Gone With The Wind
That Margaret Mitchell. She certainly knew how to capture the folly of unrequited love. Most of us know the story. Scarlett O’Hara believed she loved Ashley Wilkes and that he loved her back. Perhaps Ashley thought he loved her in return, but he knew that he could never live with her. So, Ashley chose his cousin, Melanie Hamilton, to marry because she was of his blood and she understood him. Scorned by the man who she thought belonged to her, Scarlett spends years trying to win Ashley back. The tragedy of this unrequited love is that while Scarlett was tormenting herself, Rhett Butler was right in front of her nose all the time, willing to take care of her and love her as an equal. In the end, Scarlett realizes that her love for Ashley had been in vain and that her folly had kept her from being happy.
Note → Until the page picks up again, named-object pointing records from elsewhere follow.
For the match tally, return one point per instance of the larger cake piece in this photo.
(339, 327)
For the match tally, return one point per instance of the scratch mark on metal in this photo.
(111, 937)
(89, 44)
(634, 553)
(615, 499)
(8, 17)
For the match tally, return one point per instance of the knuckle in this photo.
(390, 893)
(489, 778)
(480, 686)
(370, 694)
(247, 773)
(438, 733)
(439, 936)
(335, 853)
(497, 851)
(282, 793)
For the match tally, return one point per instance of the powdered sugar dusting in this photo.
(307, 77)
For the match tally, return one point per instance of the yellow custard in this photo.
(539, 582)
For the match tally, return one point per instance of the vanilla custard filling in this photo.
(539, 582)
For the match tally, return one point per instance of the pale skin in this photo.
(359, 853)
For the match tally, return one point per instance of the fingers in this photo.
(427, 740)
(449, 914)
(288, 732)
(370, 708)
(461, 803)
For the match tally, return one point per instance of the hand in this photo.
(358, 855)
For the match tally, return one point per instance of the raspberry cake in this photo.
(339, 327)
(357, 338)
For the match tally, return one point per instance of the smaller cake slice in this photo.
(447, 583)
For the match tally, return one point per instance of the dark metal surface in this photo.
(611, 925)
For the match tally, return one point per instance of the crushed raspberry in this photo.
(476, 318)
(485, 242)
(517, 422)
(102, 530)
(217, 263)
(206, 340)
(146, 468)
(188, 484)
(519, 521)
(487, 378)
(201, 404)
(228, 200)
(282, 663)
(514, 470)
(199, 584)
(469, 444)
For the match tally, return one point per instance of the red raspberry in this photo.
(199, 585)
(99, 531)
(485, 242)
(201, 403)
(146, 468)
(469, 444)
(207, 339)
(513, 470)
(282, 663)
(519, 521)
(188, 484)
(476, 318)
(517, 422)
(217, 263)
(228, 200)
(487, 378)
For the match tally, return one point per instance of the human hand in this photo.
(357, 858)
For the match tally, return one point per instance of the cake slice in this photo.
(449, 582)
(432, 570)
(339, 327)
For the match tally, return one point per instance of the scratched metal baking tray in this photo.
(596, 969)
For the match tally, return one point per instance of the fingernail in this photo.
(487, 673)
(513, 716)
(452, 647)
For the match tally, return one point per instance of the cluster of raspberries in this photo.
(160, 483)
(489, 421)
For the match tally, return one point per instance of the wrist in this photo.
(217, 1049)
Poor Scarlett. And poor conservatives. For years they have been faithfully voting for Republicans under the delusion that the GOP cared about them as much as they have cared about the GOP. But just as Scarlett wasted away her best years, so have tens of millions of moderate-income conservatives wasted their political lives and energy on a party whose leaders look down upon them with condescension. What fools they’ve been. Just like Scarlett.
As Ashley toyed and trifled with Scarlett, so have GOP politicians toyed and trifled with conservatives, by promising to provide border security, school vouchers, real middle-class tax relief, and ending anti-white/anti-Asian affirmative action. But just as Ashley left Scarlett for another woman, so have GOP leaders left their rank and file for the donor class. Beginning with the failure of the Republicans to control the border as promised in return for the 1986 amnesty and the broken promise of “no new taxes” by George H. W. Bush in 1991, the conservative rank and file should have long realized that their Ashley Wilkes was going to leave them at the altar – if they ever have made it that far.
The tragedy is that all along there were politicians who really played the part of Rhett Butler and genuinely cared for working class conservatives, rather than the GOP leadership who have for decades hobnobbed routinely with the Donor Class and have barely condescended to dismiss the rank and file as Tea Party lunatics. Populists such as former Senator Jim Webb, who spoke up for the working class, have been scorned by conservatives because they were from the wrong side of the aisle or because they wrote steamy novels.
While Democrats are undoubtedly off the wall when it comes to Open Borders, health care for illegal aliens, and reparations for slavery, among other things, I must admit that SOME of the programs being advocated by Elizabeth Warren pluck more of my populist strings than just about any GOP politician.
Be assured I am very likely never going to vote for a Democrat for president. However, the conservative rank and file needs a Rhett Butler more than it needs Ashley Wilkes. It needs a deeply committed populist wing, with members who will actually fight for (a) school vouchers and school choice, (b) safe neighborhoods for all working class folks, (c) lower health insurance premiums, (d) reduced college tuition, (e) trade school and apprenticeship programs, (f) an E-Verify system with teeth that will give preference to AMERICAN workers over low-skilled illegal aliens. And most of all, we need a populist wing that will provide tax relief that primarily benefits the middle class – and not the donor class – so that young working class people can afford to raise a family.